Sex and Chronic Illness

Dear Ms. Meniscus,

My fiancé and I seem to end up in the same fight every week. We get along wonderfully other than this, and he encourages me to find happiness in various opportunities considering I unable to work right now due to my arthritis.

Every week, I am too tired and he wants more sex.  He casually asks me “how I’m feeling”, which he has a certain way of asking which means he has an agenda.  When I am not up to it I tell him I’m in too much pain, or it’s a bad time, or I’m too exhausted.  Sometimes my answers frustrate him or he doesn’t see how it could be a bad time – i.e. If I use my energy on sex, nothing in my day will get accomplished.  We get around to the deed 1-2 times a week.

My question is, am I being too stingy? And how can I stop this argument? Signed, Frustrated and tired

Dear Frustrated and tired,

These are some tough questions, and I applaud you for tackling this problem head-on. In any relationship, it can be difficult to address an appropriate frequency of intimacy and sex. These challenges are only compounded by fatigue and pain that are associated with illnesses like Rheumatoid Arthritis. Additionally, it can be difficult to feel sexy when your body hurts and you’re dealing with medication.

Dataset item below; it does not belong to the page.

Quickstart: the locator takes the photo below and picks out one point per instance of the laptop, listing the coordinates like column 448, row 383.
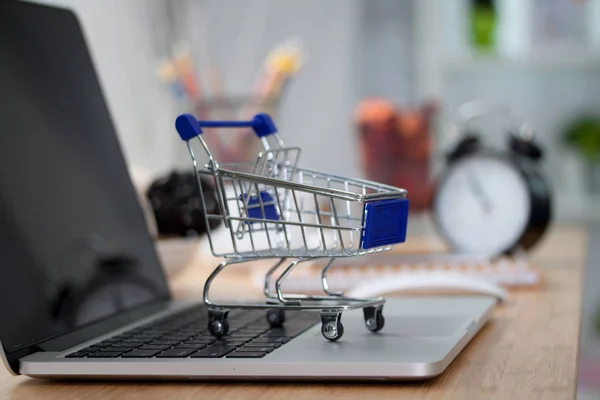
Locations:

My advice is to try and set aside a time to talk about this in a neutral place – not the bedroom! You might try initiating the conversation when you’re out for coffee or dinner, and see what kind of agreement you can make together about how often and when to be intimate.

From your personal perspective, you will have to explore ways of how to minimize pain and discomfort when initiating sex. Dr. Laurie Ferguson, a fellow blogger on CreakyJoints posted a great article about this called, “The Step After Dating…” Make sure to check it out!

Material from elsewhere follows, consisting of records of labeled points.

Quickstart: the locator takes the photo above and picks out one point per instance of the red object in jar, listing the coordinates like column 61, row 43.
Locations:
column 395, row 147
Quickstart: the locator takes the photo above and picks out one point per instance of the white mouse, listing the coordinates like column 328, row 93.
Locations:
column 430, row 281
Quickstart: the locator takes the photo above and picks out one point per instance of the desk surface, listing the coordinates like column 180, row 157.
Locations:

A partnership is a two way street – you sound like you want to make this work for both of you. You may start by initiating sex, so that it stays on your own terms and within your limitations. Talking honestly about these limitations of the disease and finding other ways to be intimate that also meet your partner’s needs will be a good step as you create a life that is satisfying and fun for both of you!